Der April 2026 bringt wieder einmal ein Modell-Update, das die KI-Welt in Aufregung versetzt: OpenAI hat GPT-5.5 unter dem internen Codenamen 'Spud' veröffentlicht. Benchmarks zeigen: Im Coding und bei langen Kontexten schlägt es Claude Opus 4.7. Bei Design und kreativen Aufgaben bleibt Claude vorne.

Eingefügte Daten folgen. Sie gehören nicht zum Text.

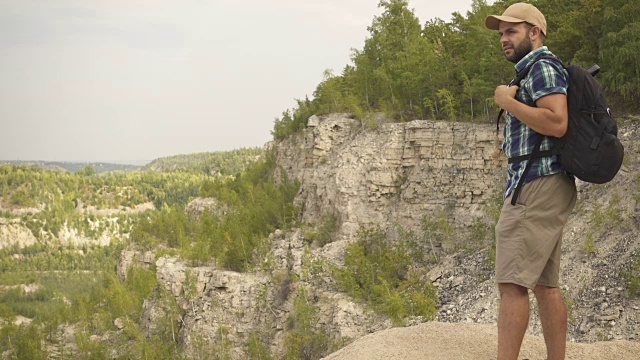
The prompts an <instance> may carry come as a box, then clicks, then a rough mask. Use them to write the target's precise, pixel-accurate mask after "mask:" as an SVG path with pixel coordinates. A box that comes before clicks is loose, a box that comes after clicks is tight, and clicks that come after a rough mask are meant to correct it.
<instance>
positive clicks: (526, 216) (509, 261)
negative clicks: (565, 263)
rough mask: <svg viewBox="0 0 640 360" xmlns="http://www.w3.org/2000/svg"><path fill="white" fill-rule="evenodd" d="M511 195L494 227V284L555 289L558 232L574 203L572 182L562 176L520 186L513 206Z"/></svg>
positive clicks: (549, 178) (558, 231)
mask: <svg viewBox="0 0 640 360" xmlns="http://www.w3.org/2000/svg"><path fill="white" fill-rule="evenodd" d="M512 195H513V194H512ZM512 195H510V196H509V197H508V198H507V199H506V200H505V201H504V204H503V206H502V212H501V213H500V220H498V224H497V225H496V281H497V282H498V283H510V284H516V285H520V286H523V287H526V288H528V289H534V288H535V287H536V285H542V286H547V287H558V283H559V278H560V255H561V244H562V231H563V229H564V225H565V224H566V222H567V219H568V217H569V214H570V213H571V211H572V210H573V207H574V205H575V203H576V186H575V181H574V179H573V178H572V177H570V176H568V175H566V174H564V173H563V174H554V175H549V176H544V177H541V178H538V179H536V180H534V181H532V182H530V183H527V184H525V185H524V186H523V188H522V192H521V193H520V196H519V197H518V201H517V202H516V205H511V196H512Z"/></svg>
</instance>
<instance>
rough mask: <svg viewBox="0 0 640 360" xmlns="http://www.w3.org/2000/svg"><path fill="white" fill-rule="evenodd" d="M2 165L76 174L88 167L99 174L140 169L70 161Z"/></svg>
mask: <svg viewBox="0 0 640 360" xmlns="http://www.w3.org/2000/svg"><path fill="white" fill-rule="evenodd" d="M0 164H14V165H36V166H40V167H42V168H45V169H49V170H63V171H69V172H72V173H76V172H78V171H79V170H82V169H84V168H86V167H87V166H91V167H93V169H94V170H95V171H96V173H97V174H100V173H105V172H109V171H117V170H120V171H134V170H138V169H140V166H138V165H128V164H113V163H106V162H70V161H42V160H0Z"/></svg>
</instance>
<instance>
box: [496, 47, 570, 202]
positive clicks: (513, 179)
mask: <svg viewBox="0 0 640 360" xmlns="http://www.w3.org/2000/svg"><path fill="white" fill-rule="evenodd" d="M544 55H553V54H552V53H551V52H550V51H549V50H548V49H547V47H546V46H543V47H540V48H537V49H535V50H533V51H532V52H530V53H529V54H527V56H525V57H524V58H522V60H520V61H519V62H518V63H517V64H516V66H515V68H516V73H517V72H519V71H521V70H523V69H524V68H526V67H527V66H528V65H529V64H531V63H532V62H534V61H535V60H536V59H538V58H539V57H541V56H544ZM568 85H569V84H568V74H567V72H566V70H565V69H564V68H563V67H562V65H561V64H560V63H558V62H556V61H553V60H547V59H543V60H540V61H538V62H537V63H535V64H534V65H533V66H532V67H531V70H530V71H529V75H528V76H527V77H525V78H524V79H523V80H522V82H521V83H520V88H519V89H518V94H517V98H518V99H519V100H520V101H521V102H523V103H525V104H527V105H529V106H536V101H538V99H540V98H541V97H543V96H546V95H549V94H565V95H566V94H567V87H568ZM505 118H506V125H505V127H504V142H503V143H502V151H504V153H505V155H507V157H508V158H512V157H516V156H521V155H527V154H530V153H531V152H532V151H533V147H534V145H535V143H536V139H537V138H538V136H542V135H540V134H539V133H537V132H535V131H534V130H533V129H531V128H530V127H528V126H527V125H525V124H524V123H522V122H520V120H518V118H516V117H515V116H513V115H512V114H511V113H509V112H506V116H505ZM552 146H553V144H552V142H551V140H550V139H549V138H548V137H545V138H544V139H543V141H542V145H541V146H540V150H549V149H551V147H552ZM532 161H534V163H533V164H532V165H531V170H529V173H528V174H527V177H526V178H525V183H528V182H531V181H533V180H535V179H537V178H539V177H542V176H547V175H552V174H556V173H561V172H563V171H564V170H563V169H562V166H560V163H559V162H558V159H557V156H556V155H553V156H550V157H543V158H540V159H536V160H532ZM526 165H527V161H526V160H525V161H521V162H518V163H513V164H509V166H508V168H507V173H508V178H507V189H506V191H505V194H504V198H505V199H506V198H507V197H509V194H511V192H512V191H513V190H514V189H515V188H516V185H517V184H518V181H519V180H520V178H521V177H522V173H523V172H524V167H525V166H526Z"/></svg>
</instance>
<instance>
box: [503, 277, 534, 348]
mask: <svg viewBox="0 0 640 360" xmlns="http://www.w3.org/2000/svg"><path fill="white" fill-rule="evenodd" d="M498 289H499V290H500V311H499V314H498V360H516V359H517V358H518V354H519V353H520V346H521V345H522V339H523V338H524V334H525V332H526V331H527V326H528V325H529V290H527V288H525V287H522V286H520V285H515V284H508V283H500V284H498Z"/></svg>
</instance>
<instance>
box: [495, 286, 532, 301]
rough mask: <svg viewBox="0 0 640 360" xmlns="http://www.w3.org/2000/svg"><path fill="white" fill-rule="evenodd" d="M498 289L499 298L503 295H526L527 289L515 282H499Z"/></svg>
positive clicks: (502, 295) (527, 293)
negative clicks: (499, 292) (506, 282)
mask: <svg viewBox="0 0 640 360" xmlns="http://www.w3.org/2000/svg"><path fill="white" fill-rule="evenodd" d="M498 291H499V292H500V298H501V299H502V298H504V297H521V296H528V289H527V288H526V287H524V286H520V285H517V284H510V283H499V284H498Z"/></svg>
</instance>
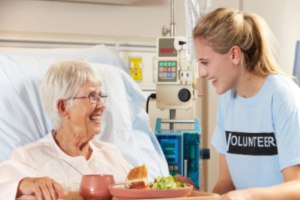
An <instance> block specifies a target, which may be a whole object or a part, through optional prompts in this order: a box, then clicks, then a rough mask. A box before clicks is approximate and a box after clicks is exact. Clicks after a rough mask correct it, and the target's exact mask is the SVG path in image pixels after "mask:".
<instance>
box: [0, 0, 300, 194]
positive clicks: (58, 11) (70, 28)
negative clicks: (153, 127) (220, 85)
mask: <svg viewBox="0 0 300 200" xmlns="http://www.w3.org/2000/svg"><path fill="white" fill-rule="evenodd" d="M183 2H184V1H183V0H177V1H176V14H175V21H176V25H177V26H176V27H177V35H183V34H184V33H185V23H184V20H185V16H184V5H183ZM270 5H272V6H270ZM221 6H226V7H234V8H240V9H243V10H246V11H252V12H256V13H258V14H259V15H261V16H263V17H264V18H265V19H266V21H267V22H268V24H269V25H270V28H271V30H272V31H273V32H274V34H275V36H276V37H277V39H278V42H279V46H280V48H279V50H280V52H279V53H280V54H279V55H280V56H279V61H280V64H281V67H282V68H283V69H284V70H285V71H286V72H288V73H292V68H293V61H294V50H295V44H296V40H297V39H300V38H299V35H300V27H299V26H298V24H297V19H300V12H299V8H300V1H299V0H288V1H282V0H264V1H261V0H240V1H237V0H230V1H229V0H228V1H224V0H212V6H211V8H210V10H211V9H214V8H216V7H221ZM169 23H170V1H169V0H151V1H149V0H140V1H138V2H137V3H136V4H134V5H129V6H112V5H101V4H80V3H67V2H56V1H45V0H2V1H0V37H1V32H14V33H15V32H23V33H24V32H25V33H41V36H40V37H41V38H43V37H46V36H47V37H48V35H50V37H51V36H55V35H56V34H63V35H64V34H66V35H68V34H71V35H72V34H74V35H86V36H88V35H93V36H96V37H98V38H102V37H103V36H109V37H112V38H114V39H115V41H121V40H122V39H123V38H124V37H127V38H129V40H130V41H134V40H137V39H140V40H141V41H142V43H147V44H154V45H155V41H156V37H157V36H160V35H161V26H162V25H163V24H164V25H169ZM298 23H299V21H298ZM100 40H101V39H100ZM154 55H155V53H154V52H152V53H134V52H133V54H130V52H129V53H127V54H126V55H123V57H124V58H125V59H126V60H125V61H126V62H127V58H128V57H130V56H142V57H143V58H144V61H145V65H144V72H145V73H144V76H146V75H148V72H149V71H150V72H151V71H152V70H151V69H152V67H153V59H152V58H153V56H154ZM149 68H150V70H149ZM150 76H152V75H150ZM151 80H152V79H151V78H147V80H145V83H143V84H146V85H147V84H148V82H149V81H150V82H151ZM139 84H141V83H139ZM149 85H151V86H153V84H152V83H151V84H149ZM143 86H145V85H143ZM204 95H206V97H207V103H206V104H205V105H204V106H205V107H206V110H207V111H206V112H205V113H204V116H206V118H207V121H206V123H207V125H206V127H204V130H205V131H206V132H207V133H208V137H209V138H208V140H210V138H211V134H212V132H213V128H214V124H215V113H216V105H217V103H216V102H217V95H216V94H215V90H214V88H213V87H212V86H211V85H210V84H208V86H207V88H206V92H205V94H204ZM152 106H153V107H154V105H152ZM153 107H152V108H153ZM155 112H156V111H155ZM196 112H199V111H196ZM156 115H157V113H155V114H152V113H151V116H150V117H151V118H152V120H153V119H154V118H155V116H156ZM178 115H179V114H178ZM199 115H200V114H199ZM152 124H153V121H152ZM152 126H153V125H152ZM209 147H210V149H211V159H210V160H209V161H208V163H207V164H208V185H207V188H208V190H211V189H212V187H213V185H214V183H215V181H216V179H217V177H218V157H217V153H216V152H215V151H214V149H213V148H212V147H211V146H210V145H209Z"/></svg>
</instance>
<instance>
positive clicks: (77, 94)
mask: <svg viewBox="0 0 300 200" xmlns="http://www.w3.org/2000/svg"><path fill="white" fill-rule="evenodd" d="M105 98H106V96H105V95H104V94H103V92H102V91H101V80H100V78H99V76H98V72H97V71H95V69H94V68H93V67H91V66H90V65H88V64H87V63H85V62H82V61H62V62H59V63H56V64H53V65H52V66H51V67H50V69H49V70H48V72H47V74H46V76H45V78H44V80H43V82H42V87H41V100H42V104H43V106H44V108H45V110H46V111H47V112H48V114H49V116H50V119H51V121H52V124H53V130H52V131H51V133H49V134H48V135H47V136H46V137H45V138H42V139H40V140H38V141H36V142H34V143H31V144H28V145H25V146H23V147H19V148H17V149H16V150H15V151H14V152H13V153H12V156H11V159H10V160H8V161H5V162H4V163H3V164H1V166H0V177H1V180H0V186H1V187H0V196H1V199H5V200H10V199H15V198H16V197H19V196H22V195H33V196H36V198H37V199H43V200H53V199H58V198H59V197H61V196H63V195H64V194H65V193H66V192H67V191H74V190H78V189H79V184H80V181H81V176H82V175H83V174H96V173H101V174H113V176H114V179H115V182H117V183H118V182H124V180H125V178H126V175H127V172H128V171H129V170H130V169H131V168H132V166H131V165H130V164H129V163H128V162H127V161H126V160H125V159H124V158H123V156H122V155H121V153H120V152H119V151H118V149H117V148H116V147H115V146H113V145H112V144H109V143H105V142H100V141H95V140H92V139H93V137H94V136H95V135H96V134H99V132H100V125H101V116H102V113H103V111H104V108H105V106H104V102H103V100H104V99H105ZM29 120H30V119H29Z"/></svg>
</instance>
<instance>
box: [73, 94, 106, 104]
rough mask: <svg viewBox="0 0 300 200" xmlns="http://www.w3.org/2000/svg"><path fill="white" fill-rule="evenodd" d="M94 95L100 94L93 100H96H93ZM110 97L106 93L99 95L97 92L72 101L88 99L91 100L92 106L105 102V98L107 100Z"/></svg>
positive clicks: (97, 95) (90, 100) (77, 97)
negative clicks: (99, 103) (80, 99)
mask: <svg viewBox="0 0 300 200" xmlns="http://www.w3.org/2000/svg"><path fill="white" fill-rule="evenodd" d="M93 94H98V95H97V96H96V97H93V98H95V99H91V97H92V95H93ZM107 97H108V95H107V94H106V93H105V92H99V93H97V92H95V91H93V92H90V93H89V94H88V96H81V97H73V98H72V99H86V98H88V99H89V102H90V103H91V104H96V103H98V102H100V101H101V102H104V100H103V99H105V98H107Z"/></svg>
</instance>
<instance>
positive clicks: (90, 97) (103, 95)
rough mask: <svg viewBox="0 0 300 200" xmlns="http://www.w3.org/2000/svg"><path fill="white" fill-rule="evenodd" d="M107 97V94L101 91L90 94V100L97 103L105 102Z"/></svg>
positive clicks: (89, 94) (89, 95)
mask: <svg viewBox="0 0 300 200" xmlns="http://www.w3.org/2000/svg"><path fill="white" fill-rule="evenodd" d="M106 97H107V95H105V94H102V93H101V92H99V93H97V92H91V93H90V94H89V100H90V102H91V103H97V102H99V101H102V102H104V100H105V98H106Z"/></svg>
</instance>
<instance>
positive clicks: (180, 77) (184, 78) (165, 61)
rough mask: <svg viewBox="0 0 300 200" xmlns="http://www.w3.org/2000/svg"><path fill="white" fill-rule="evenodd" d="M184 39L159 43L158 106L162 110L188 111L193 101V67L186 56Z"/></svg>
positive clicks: (173, 37)
mask: <svg viewBox="0 0 300 200" xmlns="http://www.w3.org/2000/svg"><path fill="white" fill-rule="evenodd" d="M185 44H186V42H185V39H184V38H183V37H162V38H158V41H157V48H158V49H157V52H158V59H157V72H158V74H157V83H156V105H157V107H158V108H160V109H188V108H190V107H191V106H192V100H193V96H194V94H193V77H194V74H193V67H192V66H190V65H189V62H188V61H187V60H186V56H185V53H186V51H185Z"/></svg>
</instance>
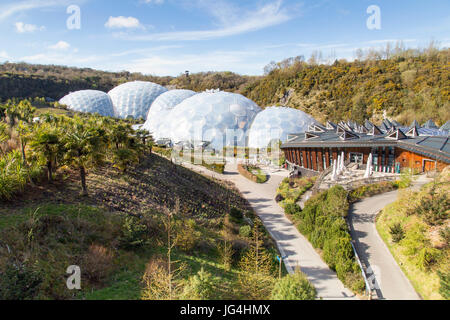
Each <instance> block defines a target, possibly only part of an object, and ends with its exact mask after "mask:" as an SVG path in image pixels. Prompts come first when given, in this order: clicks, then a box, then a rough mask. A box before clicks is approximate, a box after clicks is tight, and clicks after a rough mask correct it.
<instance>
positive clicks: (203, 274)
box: [181, 267, 217, 300]
mask: <svg viewBox="0 0 450 320" xmlns="http://www.w3.org/2000/svg"><path fill="white" fill-rule="evenodd" d="M216 291H217V288H216V286H215V283H214V278H213V276H212V274H210V273H209V272H206V271H205V270H204V269H203V267H202V268H201V270H200V271H199V272H198V273H197V274H196V275H194V276H192V277H190V278H189V280H188V281H187V284H186V285H185V287H184V290H183V293H182V295H181V298H182V299H183V300H211V299H212V298H213V297H214V293H215V292H216Z"/></svg>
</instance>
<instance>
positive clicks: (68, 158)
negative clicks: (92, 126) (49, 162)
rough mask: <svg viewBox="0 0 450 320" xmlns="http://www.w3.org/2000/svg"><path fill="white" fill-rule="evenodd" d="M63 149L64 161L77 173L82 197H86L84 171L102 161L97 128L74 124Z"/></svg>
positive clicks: (102, 158)
mask: <svg viewBox="0 0 450 320" xmlns="http://www.w3.org/2000/svg"><path fill="white" fill-rule="evenodd" d="M64 149H65V156H64V161H65V163H66V164H67V165H69V166H70V167H72V168H74V169H76V170H78V171H79V173H80V180H81V188H82V195H83V196H87V194H88V190H87V185H86V170H87V169H88V168H90V167H92V166H94V165H96V164H98V163H100V162H101V161H102V160H103V159H104V157H105V152H104V144H103V139H102V137H101V135H100V134H99V131H98V130H97V128H95V127H88V126H85V125H83V124H82V123H79V122H78V123H77V122H75V124H74V125H73V127H72V130H71V131H70V132H69V133H68V134H67V136H66V138H65V141H64Z"/></svg>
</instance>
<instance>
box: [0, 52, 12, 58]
mask: <svg viewBox="0 0 450 320" xmlns="http://www.w3.org/2000/svg"><path fill="white" fill-rule="evenodd" d="M9 59H10V56H9V55H8V53H7V52H6V51H4V50H3V51H0V60H9Z"/></svg>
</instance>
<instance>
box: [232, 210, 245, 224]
mask: <svg viewBox="0 0 450 320" xmlns="http://www.w3.org/2000/svg"><path fill="white" fill-rule="evenodd" d="M230 216H231V218H233V219H234V220H235V221H236V222H241V221H242V219H243V218H244V215H243V214H242V211H241V210H239V209H238V208H235V207H232V208H231V210H230Z"/></svg>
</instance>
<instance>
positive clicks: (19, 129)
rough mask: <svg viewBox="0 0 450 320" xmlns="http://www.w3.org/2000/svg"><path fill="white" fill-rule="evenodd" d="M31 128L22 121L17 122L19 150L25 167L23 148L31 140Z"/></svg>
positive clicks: (25, 122) (23, 147)
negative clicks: (18, 122)
mask: <svg viewBox="0 0 450 320" xmlns="http://www.w3.org/2000/svg"><path fill="white" fill-rule="evenodd" d="M31 128H32V127H31V126H30V125H29V124H28V123H26V122H23V121H22V120H19V125H18V127H17V133H18V134H19V138H20V149H21V152H22V162H23V164H24V165H25V166H27V157H26V155H25V147H26V146H27V143H28V142H29V140H30V139H31V133H32V129H31Z"/></svg>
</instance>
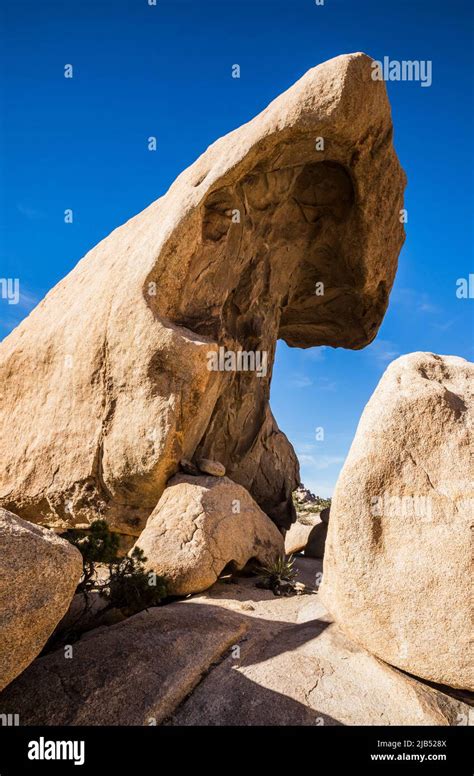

Was das für dich als Unternehmer konkret bedeutet, erkläre ich in diesem Artikel.
GPT-5.5 erreicht laut Benchmark höhere Scores im Coding (SWE-bench: +4%), Claude behält Führung bei kreativen und Designaufgaben (+12% gegenüber GPT-5.5).
Was GPT-5.5 'Spud' besser macht
- Coding-Aufgaben: Komplexe Programmieraufgaben werden präziser gelöst – relevant für Entwickler und KI-Agenten
- Long-Context: Verarbeitet noch längere Dokumente ohne Qualitätsverlust am Ende
- Mathematik & Logik: Stärker bei strukturierten Reasoning-Aufgaben
- Preis/Leistung: Günstiger pro Token als Opus-Klasse-Modelle
Wo Claude weiterhin vorne liegt
- Design und visuelle Aufgaben: Claude versteht Layouts, Farben und Nutzerführung besser
- Kreatives Schreiben: Texte wirken natürlicher und überzeugender
- Sicherheit und Datenschutz: Anthropic hat hier strengere Standards
- Tool-Use und Agentic Workflows: Claude Code bleibt das leistungsfähigste Coding-Agent-System
"Welches Modell das 'beste' ist, ist die falsche Frage. Die richtige Frage ist: Welches Modell passt zu meinem konkreten Anwendungsfall?" – Timo Brandt, Prozessmeister
Praktische Empfehlung für Unternehmer
Für die meisten KMU-Anwendungen macht der Unterschied zwischen GPT-5.5 und Claude weniger aus als erwartet. Entscheidender ist die Frage: Was willst du automatisieren? Für Kundenkommunikation, E-Mail-Drafting und Kreativtexte ist Claude aktuell erste Wahl. Für technische Analysen, Code-Generierung und Datenauswertung ist GPT-5.5 eine starke Option.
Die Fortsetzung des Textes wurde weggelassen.